MADISON, Wis. (WMTV) - Researchers in Australia have found that long-term, heavy consumption (6 cups or more) of certain coffees could lead to an increased chance for cardiovascular disease.
The study - conducted using data from more than 360,000 UK Biobank participants - tracked coffee intake and plasma lipid profiles. Those profiles are the cholesterol and fats in the bloodstream. High levels of blood lipids or cholesterol are tied to increased risk for heart problems.
French Press, Turkish, Greek, and other unfiltered coffees contain a cholesterol-raising compound called “Cafestol”. The study found evidence that long-term, heavy consumption of these coffees increased the risk for Cardiovascular disease. Cafestol is also present in espresso - which is used in many barista-made coffees.
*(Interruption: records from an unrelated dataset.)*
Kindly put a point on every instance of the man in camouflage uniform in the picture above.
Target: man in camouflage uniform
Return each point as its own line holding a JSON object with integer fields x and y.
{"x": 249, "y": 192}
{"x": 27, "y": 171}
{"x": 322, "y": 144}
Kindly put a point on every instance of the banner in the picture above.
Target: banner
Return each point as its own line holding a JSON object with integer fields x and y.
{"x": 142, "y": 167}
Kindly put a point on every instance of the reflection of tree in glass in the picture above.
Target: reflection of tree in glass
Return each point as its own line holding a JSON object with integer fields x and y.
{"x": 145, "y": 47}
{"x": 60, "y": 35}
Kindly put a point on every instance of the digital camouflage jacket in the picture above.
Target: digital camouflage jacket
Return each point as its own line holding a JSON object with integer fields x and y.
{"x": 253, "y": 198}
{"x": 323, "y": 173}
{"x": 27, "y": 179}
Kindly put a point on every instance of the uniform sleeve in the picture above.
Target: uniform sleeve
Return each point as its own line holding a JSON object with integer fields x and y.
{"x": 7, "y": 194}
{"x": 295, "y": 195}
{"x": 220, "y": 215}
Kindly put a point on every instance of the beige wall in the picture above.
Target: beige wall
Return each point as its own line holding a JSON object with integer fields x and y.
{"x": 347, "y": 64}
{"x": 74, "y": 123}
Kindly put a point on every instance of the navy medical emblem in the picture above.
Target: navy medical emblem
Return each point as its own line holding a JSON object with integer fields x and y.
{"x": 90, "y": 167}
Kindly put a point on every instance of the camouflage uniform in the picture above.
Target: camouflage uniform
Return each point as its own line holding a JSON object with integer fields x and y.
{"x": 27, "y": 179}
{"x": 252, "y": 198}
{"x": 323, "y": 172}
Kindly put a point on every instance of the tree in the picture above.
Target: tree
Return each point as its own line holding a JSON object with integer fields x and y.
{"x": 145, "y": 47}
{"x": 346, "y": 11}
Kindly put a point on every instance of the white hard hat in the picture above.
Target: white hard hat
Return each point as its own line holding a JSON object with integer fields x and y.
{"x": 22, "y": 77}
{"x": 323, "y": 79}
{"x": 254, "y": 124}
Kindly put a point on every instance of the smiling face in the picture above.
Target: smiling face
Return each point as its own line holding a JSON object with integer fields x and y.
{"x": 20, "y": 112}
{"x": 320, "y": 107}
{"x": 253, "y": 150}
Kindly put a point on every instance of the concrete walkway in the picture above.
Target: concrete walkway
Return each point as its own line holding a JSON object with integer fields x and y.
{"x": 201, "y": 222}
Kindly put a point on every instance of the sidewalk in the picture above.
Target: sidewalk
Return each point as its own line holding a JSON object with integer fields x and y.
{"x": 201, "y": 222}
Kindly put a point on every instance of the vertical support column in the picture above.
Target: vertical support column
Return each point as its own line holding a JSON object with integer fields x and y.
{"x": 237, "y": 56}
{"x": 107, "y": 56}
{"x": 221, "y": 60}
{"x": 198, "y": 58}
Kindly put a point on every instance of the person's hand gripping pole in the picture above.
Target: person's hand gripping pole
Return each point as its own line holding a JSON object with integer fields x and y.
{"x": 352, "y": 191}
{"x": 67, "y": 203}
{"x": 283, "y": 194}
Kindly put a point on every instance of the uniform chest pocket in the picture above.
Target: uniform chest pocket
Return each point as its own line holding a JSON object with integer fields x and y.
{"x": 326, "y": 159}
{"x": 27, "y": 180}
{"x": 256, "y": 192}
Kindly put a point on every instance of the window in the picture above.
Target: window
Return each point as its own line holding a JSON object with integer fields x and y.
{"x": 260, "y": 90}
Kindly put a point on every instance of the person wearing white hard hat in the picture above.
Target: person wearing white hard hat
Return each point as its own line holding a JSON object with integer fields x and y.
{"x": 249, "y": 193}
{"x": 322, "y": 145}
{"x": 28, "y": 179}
There’s conflicting research on the topic of coffee and overall health. The scientists in the study say that filtered coffee - including drip coffee at home - contains little, if any, cafestol.
This would be a good alternative for those with high cholesterol or who are worried about developing heart disease. They also say that while health benefits of coffee are explored, moderation is good advice.
The findings were published in Clinical Nutrition.